Hey kids! I’ve got an idea – let’s have fun with wallpaper cleaner!

As ... un-fun as that may sound, it’s pretty much what we were and are doing when we play with that squishy, non-toxic generation crosser, Play-Doh.

In the 1930s, a lot of houses had wallpaper, and it was the vintage variety, pre-vinyl. Dirt built up on it pretty easily, and two gentlemen in Cincinnati named Joe McVicker and Bill Rhodenbaugh made good money selling Kutal (pronounced “cut-all”) wallpaper cleaner.

Without Kay Zufall's creativity, we'd have played with Rainbow Modeling Compound. Courtesy of theplaymakers.com

Looks like fun, doesn't it? Courtesy of factfixx.com

Play-Doh was originally marketed in this canister in the 1950s. Courtesy of therapyfunzone.net

But the 1950s came along, and so did vinyl wallpaper. Soap and water did the job of Kutal, and sales plummeted. The partners stopped manufacturing it. Well, sort of.

Back in Dover, there was a nursery school teacher named Kay Zufall. Writing in “Inventing in New Jersey,” Linda Barth notes that Zufall had seen a newspaper article about making art projects with the old wallpaper cleaner. Not being manufactured anymore, it was hard to find, but as invariably happens in these stories, her local hardware store had one can left in stock.

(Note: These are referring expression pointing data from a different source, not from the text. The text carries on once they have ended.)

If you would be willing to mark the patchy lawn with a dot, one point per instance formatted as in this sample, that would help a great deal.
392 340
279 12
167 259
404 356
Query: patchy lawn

Her students loved it. They rolled it, kneaded it and used cookie cutters to make shapes with it. And before you think Zufall was putting the children at risk (likely the very first thing that would come up these days), she already knew the doughy substance’s composition -- flour, water, salt, boric acid and mineral oil – was non-toxic ...

... because manufacturer McVicker was Zufall’s brother-in-law. Don’t you love how these things work out?

The rest is history. Zufall convinced the men to once again manufacture the product, only this time as a child’s toy. And before you think her only contribution was something someone else “might” have come up with as well, consider that McVicker and Rhodenbaugh’s name for the new toy was going to be “Rainbow Modeling Compound,” until Zufall and her husband, Bob, put their thinking caps on and came up with a more kid-friendly name: Play-Doh.

The Cincinnati partners did come up with an ideal marketing approach, convincing Bob Keeshan – you know him better as Captain Kangaroo – to use Play-Doh on his TV show once a week in return for a percentage of sales. Sales skyrocketed, and remain strong to the present day; Play-Doh was inducted into the National Toy Hall of Fame in 1998.

Kay Zufall, who could very easily be called the inventor of Play-Doh, died on Jan. 18 after a long battle with Alzheimer’s disease. Though she never made any money from Play-Doh, she and her husband, urologist Robert Zufall, founded the Zufall Health Center which provides affordable and essential medical treatment to the working poor, uninsured and underserved residents of Dover.

Which was more fun – squeezing Play-Doh through the contraptions designed to make shapes with it, or coming up with your own sculptures? On a scale of 1 to 10, what was the disappointment level of opening an old can of Play-Doh and finding it a solid lump?